Aug. 6 (Bloomberg) -- Schneider Electric SA will begin marketing a 2.56 billion-pound ($3.9 billion) loan next month backing its proposed acquisition of Invensys Plc, according to three people with knowledge of the situation.
The one-year financing, which can be extended by 364 days, will be syndicated at the start of September, said the people, who asked not to be identified because the deal is private. Schneider, based in Rueil-Malmaison near Paris, hired Bank of America Corp., BNP Paribas SA and Deutsche Bank AG to arrange and syndicate the facility, according to documents on the French company’s website.
The world’s biggest maker of low- and medium-voltage power gear agreed to pay 3.4 billion pounds to acquire Invensys, a U.K. provider of software and control systems used by chemicals makers, oil refineries and mining companies. It has offered the equivalent of 502 pence a share in cash and new Schneider shares.

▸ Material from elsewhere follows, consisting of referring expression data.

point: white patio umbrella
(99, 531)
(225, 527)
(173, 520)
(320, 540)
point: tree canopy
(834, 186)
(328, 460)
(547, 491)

Officials at Schneider Electric based in Rueil-Malmaison didn’t respond to telephone calls and e-mails seeking comment on the loan syndication.
The bridge financing, a type of debt often replaced with bond offerings or longer-dated bank loans, will pay an initial interest margin of 30 basis points, or 0.3 percentage points, more than benchmark rates, rising every three months to 1 percentage point after one year, and then to 1.25 percentage points after 18 months, the facility agreement shows. The margin will increase further if the company’s ratings fall.
Schneider obtained a 1.2 billion-euro ($1.6 billion) five-year credit line in June that pays an initial margin of 40 basis points more than the euro interbank offered rate, according to data compiled by Bloomberg.